In the previous version of our XML Sitemaps, we were building each sitemap index page on the fly, which was accurate, but also was slower than we wanted it to be. Especially, because to render any sitemap page, it required any and all of the previous sitemap index pages before it to be built before that page could be rendered and provided to the browser or search engine. So page 35 previously required pages 1-34 to be built during the request for page 35 which often caused it to be very slow for large MLSs such as Bright MLS. Yeah, we know… not great.

 

 

 

Our team performed extensive benchmark testing on the load-time of the sitemap pages (ours and our competitors) on a variety of sites. For smaller MLS’s the change in load time between the first and last page was nominal, but for larger MLSs with over 100, 000 listings like CRMLS (California Regional Multiple Listing Service), the difference in load times was not good and the improvements have been remarkable. The new sitemaps now use a novel combination of backend technology approaches to ensure that the last page in every sitemap loads as fast as the first page. This should have a positive impact on the indexability of all listing pages on your website. We also stack up exceedingly well against any IDX or website provider in terms of sitemap page load time, and we have to assume accuracy because we as accurate as we can be at this point.

 

 

 

How we do it?

 

 

We are now caching all the listings for each MLS in pages of 2500 listings per page. So, now when a sitemap is created, we first grab a page from the cache, get the 2500 listings and then build the sitemap page. The tricky part is, due to search restrictions that our agents apply to the search results in the website settings, not every listing in the MLS is shown for each website. So, once we get the cached page of 2500 listings, we perform a search for those 2500 using the website’s settings which may filter the results to be slightly smaller than 2500. We then render the sitemap page that Google sees.

 

 

 

There are some key benefits to our new approach:

 

 

 

Sitemap pageload speed

 

 

Our approach lets us provide a uniformly fast page load speed across all XML Sitemap pages on your website.

 

 

 

Fresh and accurate listing page URL data

 

 

We are updating our cache with new listings at the same frequency we are updating our MLSs. In order to make sure we always have accuracy, we’ve added an additional level of checks by completely breaking down our MLS listing cache and rebuilding it from scratch every 24 hours just to be sure that we have everything.
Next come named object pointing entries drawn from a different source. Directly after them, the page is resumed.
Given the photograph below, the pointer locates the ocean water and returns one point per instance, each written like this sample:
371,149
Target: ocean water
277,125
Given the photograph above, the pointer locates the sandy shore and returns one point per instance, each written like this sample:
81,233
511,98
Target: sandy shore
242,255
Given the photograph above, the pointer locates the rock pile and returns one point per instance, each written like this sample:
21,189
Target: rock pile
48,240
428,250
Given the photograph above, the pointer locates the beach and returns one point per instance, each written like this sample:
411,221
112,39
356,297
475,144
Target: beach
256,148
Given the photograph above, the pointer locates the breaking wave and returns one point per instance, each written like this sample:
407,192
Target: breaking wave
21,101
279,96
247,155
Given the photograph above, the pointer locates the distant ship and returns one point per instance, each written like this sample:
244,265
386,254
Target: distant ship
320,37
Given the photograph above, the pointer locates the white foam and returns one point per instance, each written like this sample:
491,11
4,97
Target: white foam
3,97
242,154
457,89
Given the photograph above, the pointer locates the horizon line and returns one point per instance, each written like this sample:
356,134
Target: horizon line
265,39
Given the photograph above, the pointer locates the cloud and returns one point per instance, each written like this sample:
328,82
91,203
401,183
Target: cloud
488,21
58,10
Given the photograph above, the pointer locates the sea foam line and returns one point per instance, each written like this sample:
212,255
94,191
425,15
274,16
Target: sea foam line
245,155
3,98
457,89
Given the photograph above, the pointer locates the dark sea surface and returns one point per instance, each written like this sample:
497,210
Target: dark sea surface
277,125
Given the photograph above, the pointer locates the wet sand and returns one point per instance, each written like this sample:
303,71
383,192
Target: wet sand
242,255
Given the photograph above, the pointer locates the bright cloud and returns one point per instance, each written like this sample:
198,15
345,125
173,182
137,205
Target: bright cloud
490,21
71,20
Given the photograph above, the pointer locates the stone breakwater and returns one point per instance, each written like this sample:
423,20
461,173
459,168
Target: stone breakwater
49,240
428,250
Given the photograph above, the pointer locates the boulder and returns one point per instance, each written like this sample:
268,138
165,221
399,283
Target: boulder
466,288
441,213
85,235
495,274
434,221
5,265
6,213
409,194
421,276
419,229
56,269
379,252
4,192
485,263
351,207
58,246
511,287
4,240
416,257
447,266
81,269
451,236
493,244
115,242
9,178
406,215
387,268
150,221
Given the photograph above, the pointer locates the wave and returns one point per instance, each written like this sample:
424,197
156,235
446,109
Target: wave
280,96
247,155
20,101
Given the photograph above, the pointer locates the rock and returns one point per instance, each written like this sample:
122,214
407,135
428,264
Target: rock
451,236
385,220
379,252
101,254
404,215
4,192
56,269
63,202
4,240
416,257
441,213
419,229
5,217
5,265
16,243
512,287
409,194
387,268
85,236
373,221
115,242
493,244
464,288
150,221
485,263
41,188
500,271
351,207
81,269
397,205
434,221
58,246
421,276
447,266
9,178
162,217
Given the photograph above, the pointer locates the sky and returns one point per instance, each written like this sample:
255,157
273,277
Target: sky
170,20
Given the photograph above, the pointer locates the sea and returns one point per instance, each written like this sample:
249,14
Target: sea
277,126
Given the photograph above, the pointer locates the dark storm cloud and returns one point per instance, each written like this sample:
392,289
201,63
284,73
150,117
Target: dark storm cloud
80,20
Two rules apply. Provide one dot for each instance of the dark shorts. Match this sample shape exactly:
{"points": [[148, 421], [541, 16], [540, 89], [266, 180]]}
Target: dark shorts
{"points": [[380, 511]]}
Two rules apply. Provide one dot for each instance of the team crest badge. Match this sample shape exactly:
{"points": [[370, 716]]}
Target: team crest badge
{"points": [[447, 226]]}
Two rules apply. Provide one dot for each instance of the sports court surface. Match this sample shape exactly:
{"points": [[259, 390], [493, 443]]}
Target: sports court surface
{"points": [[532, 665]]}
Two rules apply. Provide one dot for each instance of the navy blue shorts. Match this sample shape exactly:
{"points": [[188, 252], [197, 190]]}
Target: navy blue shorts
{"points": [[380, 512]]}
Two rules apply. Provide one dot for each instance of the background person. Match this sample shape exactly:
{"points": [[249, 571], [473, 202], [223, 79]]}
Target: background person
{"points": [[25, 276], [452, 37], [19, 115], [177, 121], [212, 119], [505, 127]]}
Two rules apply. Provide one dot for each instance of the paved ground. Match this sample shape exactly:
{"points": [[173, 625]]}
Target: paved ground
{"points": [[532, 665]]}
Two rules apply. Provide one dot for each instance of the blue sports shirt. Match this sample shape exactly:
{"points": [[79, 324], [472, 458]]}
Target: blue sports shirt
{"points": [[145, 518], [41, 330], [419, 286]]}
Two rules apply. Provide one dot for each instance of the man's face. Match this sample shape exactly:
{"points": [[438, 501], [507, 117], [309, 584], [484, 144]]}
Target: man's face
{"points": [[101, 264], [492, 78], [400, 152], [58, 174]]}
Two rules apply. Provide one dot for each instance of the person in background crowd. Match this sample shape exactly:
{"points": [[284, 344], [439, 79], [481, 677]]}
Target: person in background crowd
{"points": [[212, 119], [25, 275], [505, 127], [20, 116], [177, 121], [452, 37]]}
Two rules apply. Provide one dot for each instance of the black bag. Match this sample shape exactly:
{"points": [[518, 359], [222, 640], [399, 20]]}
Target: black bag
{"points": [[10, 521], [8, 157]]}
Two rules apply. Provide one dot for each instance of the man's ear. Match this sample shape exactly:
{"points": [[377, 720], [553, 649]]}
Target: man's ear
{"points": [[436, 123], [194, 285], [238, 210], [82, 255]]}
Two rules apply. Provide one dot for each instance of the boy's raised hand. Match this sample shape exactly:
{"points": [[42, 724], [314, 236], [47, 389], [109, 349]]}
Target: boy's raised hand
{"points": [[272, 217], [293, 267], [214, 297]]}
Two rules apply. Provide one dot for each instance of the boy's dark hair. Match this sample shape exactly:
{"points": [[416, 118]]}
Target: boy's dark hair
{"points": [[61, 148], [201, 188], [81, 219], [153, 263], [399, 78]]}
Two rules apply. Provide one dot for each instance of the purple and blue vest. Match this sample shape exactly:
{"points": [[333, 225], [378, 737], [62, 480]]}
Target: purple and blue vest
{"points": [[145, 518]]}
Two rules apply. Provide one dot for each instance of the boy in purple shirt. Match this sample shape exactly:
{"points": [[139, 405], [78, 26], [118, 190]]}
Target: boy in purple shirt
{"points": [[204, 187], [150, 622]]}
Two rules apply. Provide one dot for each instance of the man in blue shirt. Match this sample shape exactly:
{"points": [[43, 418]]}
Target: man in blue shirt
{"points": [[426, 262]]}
This is done in the background and there is never a point where your Sitemaps are inaccessible.

 

 

 

Performing the search on these cached results has other benefits as well. It ensures that even though we are using a cache that has a listing that has been removed, we will never show it in the sitemap, this is because in the process of rendering the sitemap we apply a search to all the active cached listings and your website’s search restrictions will automatically ensure that listings that don’t meet your settings or if it’s somehow no longer available and it will not be added to the sitemap.

 

 

 

This is one of those under-the-hood enhancements that usually doesn’t get a lot of attention, but we are confident that this should improve the indexability potential of your listing pages in Google Search Console across the board.